I was also facing embedding issue, So i wrote detailed tutorial with dataset. Here I would like to add what I tried You can also try this method,

我也面临嵌入问题,所以我用数据集写了详细的教程。这里我想补充一下我试过的你也可以试试这个方法,

import tensorflow as tf

tf.reset_default_graph()

input_x=tf.placeholder(tf.int32,shape=[None,None])

#you have to edit shape according to your embedding size


Word_embedding = tf.get_variable(name="W", shape=[400000,100], initializer=tf.constant_initializer(np.array(word_embedding)), trainable=False)
embedding_loopup= tf.nn.embedding_lookup(Word_embedding,input_x)
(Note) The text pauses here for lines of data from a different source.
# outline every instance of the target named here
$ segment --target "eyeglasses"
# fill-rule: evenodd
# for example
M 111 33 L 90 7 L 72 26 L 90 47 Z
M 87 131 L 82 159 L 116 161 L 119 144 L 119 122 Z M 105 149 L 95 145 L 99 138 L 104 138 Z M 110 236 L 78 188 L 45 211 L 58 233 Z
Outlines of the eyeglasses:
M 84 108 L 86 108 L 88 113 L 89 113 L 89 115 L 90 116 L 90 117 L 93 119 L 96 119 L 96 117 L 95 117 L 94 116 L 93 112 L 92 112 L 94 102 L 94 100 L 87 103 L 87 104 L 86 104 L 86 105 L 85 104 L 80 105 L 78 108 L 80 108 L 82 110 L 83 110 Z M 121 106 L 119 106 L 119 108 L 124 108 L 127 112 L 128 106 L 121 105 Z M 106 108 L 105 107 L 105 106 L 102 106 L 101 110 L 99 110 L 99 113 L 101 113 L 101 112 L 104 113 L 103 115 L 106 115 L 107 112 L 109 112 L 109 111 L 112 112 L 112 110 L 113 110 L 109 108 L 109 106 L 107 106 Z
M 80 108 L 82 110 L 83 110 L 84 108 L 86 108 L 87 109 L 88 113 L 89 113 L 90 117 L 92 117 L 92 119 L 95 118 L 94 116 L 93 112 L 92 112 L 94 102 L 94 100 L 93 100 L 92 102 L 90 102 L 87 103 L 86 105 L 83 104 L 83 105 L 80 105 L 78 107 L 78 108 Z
with tf.Session() as sess:
        sess.run(tf.global_variables_initializer())
        for ii in final_:
            print(sess.run(embedding_loopup,feed_dict={input_x:[ii]}))

Here is working detailed Tutorial Ipython exampleif you want to understand from scratch , take a look .

这里是详细的教程Ipython 示例,如果您想从头了解,请看一看。